Of the other contenders, Manchester started out as favourite but the city may be disappointed again after failing twice to secure the Olympic Games.

A 121-acre site in Eastlands, a mile and a half from the city centre in Piccadilly, has already been cleared, and a stadium design produced after an international competition among architects for the failed 2000 Olympic bid. But critics argue a showpiece stadium for the Commonwealth Games needs a capacity of only 25,000.

Moreover, Manchester's two football clubs, United and City, are developing their own grounds into all-seat stadiums capable, in Old Trafford's case, of holding up to 55,000. A third Manchester site might be seen as a luxury - or a white elephant.

As for athletics, a track of international standard exists just 30 miles away at Sheffield's Don Valley arena. Sheffield itself is looking for pounds 80m to increase the stadium's capacity from 25,000 to 50,000, but is considered a rank outsider to become the new national stadium.

Odds on Birmingham winning are much shorter. It plans to build a pounds 130m stadium on the southern fringes of the National Exhibition Centre and is keen to boast its central location. But the proposed site's relative proximity to Wembley, and difficulties gaining local authority planning permission, may stand against it.

Perhaps the most intriguing bid comes from Bradford, rapidly emerging as the dark horse in the race.

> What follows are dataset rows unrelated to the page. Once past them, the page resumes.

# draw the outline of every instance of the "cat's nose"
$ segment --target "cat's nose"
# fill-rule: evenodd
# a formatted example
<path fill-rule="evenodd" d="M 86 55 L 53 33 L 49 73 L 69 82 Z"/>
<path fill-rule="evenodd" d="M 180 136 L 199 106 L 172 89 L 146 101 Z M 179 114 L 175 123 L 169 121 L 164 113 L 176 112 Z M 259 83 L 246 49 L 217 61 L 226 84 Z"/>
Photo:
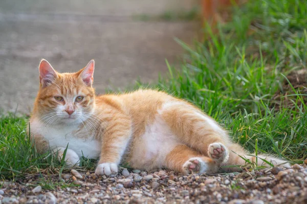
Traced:
<path fill-rule="evenodd" d="M 71 115 L 75 112 L 75 110 L 72 109 L 67 109 L 65 110 L 65 111 L 66 111 L 69 115 Z"/>

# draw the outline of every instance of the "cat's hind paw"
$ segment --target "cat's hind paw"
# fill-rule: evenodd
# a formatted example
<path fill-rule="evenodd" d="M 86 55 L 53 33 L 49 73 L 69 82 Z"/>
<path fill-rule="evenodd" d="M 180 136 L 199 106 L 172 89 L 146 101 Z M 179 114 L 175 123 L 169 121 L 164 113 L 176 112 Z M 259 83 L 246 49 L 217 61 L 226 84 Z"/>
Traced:
<path fill-rule="evenodd" d="M 207 168 L 205 162 L 201 158 L 195 157 L 187 161 L 182 167 L 185 173 L 199 172 L 202 173 L 206 171 Z"/>
<path fill-rule="evenodd" d="M 214 143 L 209 145 L 208 149 L 209 157 L 219 163 L 225 163 L 228 160 L 228 149 L 222 143 Z"/>
<path fill-rule="evenodd" d="M 97 166 L 95 173 L 97 175 L 110 175 L 118 171 L 117 164 L 114 163 L 103 163 Z"/>

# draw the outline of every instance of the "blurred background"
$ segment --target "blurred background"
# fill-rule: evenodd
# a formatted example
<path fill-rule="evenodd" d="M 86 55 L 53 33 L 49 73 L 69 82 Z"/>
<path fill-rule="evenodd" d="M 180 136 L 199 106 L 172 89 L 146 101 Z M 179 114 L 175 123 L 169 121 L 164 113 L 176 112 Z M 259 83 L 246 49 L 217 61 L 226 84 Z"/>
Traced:
<path fill-rule="evenodd" d="M 195 0 L 2 0 L 0 109 L 28 114 L 42 58 L 59 72 L 92 59 L 99 93 L 150 83 L 176 66 L 201 28 Z M 201 11 L 201 9 L 200 9 Z"/>

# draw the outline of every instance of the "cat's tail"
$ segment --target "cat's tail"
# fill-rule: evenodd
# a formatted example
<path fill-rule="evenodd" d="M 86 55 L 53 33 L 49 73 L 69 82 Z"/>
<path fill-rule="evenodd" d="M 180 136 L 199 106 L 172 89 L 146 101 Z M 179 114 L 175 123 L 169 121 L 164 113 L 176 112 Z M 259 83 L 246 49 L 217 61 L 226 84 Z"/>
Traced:
<path fill-rule="evenodd" d="M 271 165 L 268 164 L 267 162 L 274 166 L 281 166 L 287 168 L 291 167 L 290 164 L 287 161 L 283 160 L 268 155 L 258 155 L 257 158 L 254 154 L 249 154 L 245 151 L 242 147 L 237 144 L 232 144 L 228 146 L 229 151 L 229 159 L 228 161 L 223 164 L 223 170 L 226 171 L 238 171 L 241 169 L 240 166 L 245 165 L 251 164 L 258 166 L 271 167 Z"/>

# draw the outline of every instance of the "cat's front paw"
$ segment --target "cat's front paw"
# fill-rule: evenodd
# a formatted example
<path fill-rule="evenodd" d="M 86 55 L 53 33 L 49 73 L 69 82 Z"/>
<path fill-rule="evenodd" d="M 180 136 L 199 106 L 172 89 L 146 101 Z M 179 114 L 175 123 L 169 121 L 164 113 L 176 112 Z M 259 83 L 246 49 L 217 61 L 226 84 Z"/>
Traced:
<path fill-rule="evenodd" d="M 95 173 L 97 175 L 110 175 L 118 171 L 117 164 L 114 163 L 103 163 L 97 166 Z"/>
<path fill-rule="evenodd" d="M 219 163 L 225 163 L 228 160 L 228 149 L 222 143 L 215 142 L 209 145 L 208 149 L 209 157 Z"/>

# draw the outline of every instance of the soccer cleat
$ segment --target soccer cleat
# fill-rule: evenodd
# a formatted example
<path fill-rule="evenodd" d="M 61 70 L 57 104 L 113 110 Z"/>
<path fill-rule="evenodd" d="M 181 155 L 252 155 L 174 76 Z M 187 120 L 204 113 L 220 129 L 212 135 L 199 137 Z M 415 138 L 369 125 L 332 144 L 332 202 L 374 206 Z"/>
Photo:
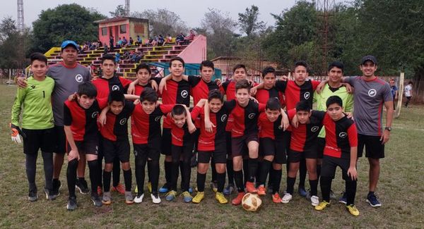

It is submitting imaginative plans for an 80,000-seat stadium with a retractable roof to be built on the existing 70 acres at Odsal, home of the former Bradford Northern Rugby League club. Seats will slide in and out to ensure spectators are close to whatever event they are watching According to bid organiser John Garside, there are only two stadiums in the world with retractable rooves, in Toronto and Tokyo.

Mr Garside reveals that Bradford bid will cost pounds 100m. "But we won't require in excess of pounds 40m from the National Lottery. The rest will come from the private sector, from well-known UK banks and institutions."

But Bradford's bid may be hindered by not having worked closely with the FA Premier League, the body which has pledged pounds 50m to the project.

The Premier League has the financial clout following a pounds 304m television deal struck with Rupert Murdoch's BSkyB pay-TV group, and is strongly represented on the Sports Council panel, which will play a key role in deciding the national stadium's location.

However, nobody seems to know who will own and control the national stadium - the Premier League or the Sports Council - if and when it is built. Like so many other issues in the debate, there seem to be more questions than answers.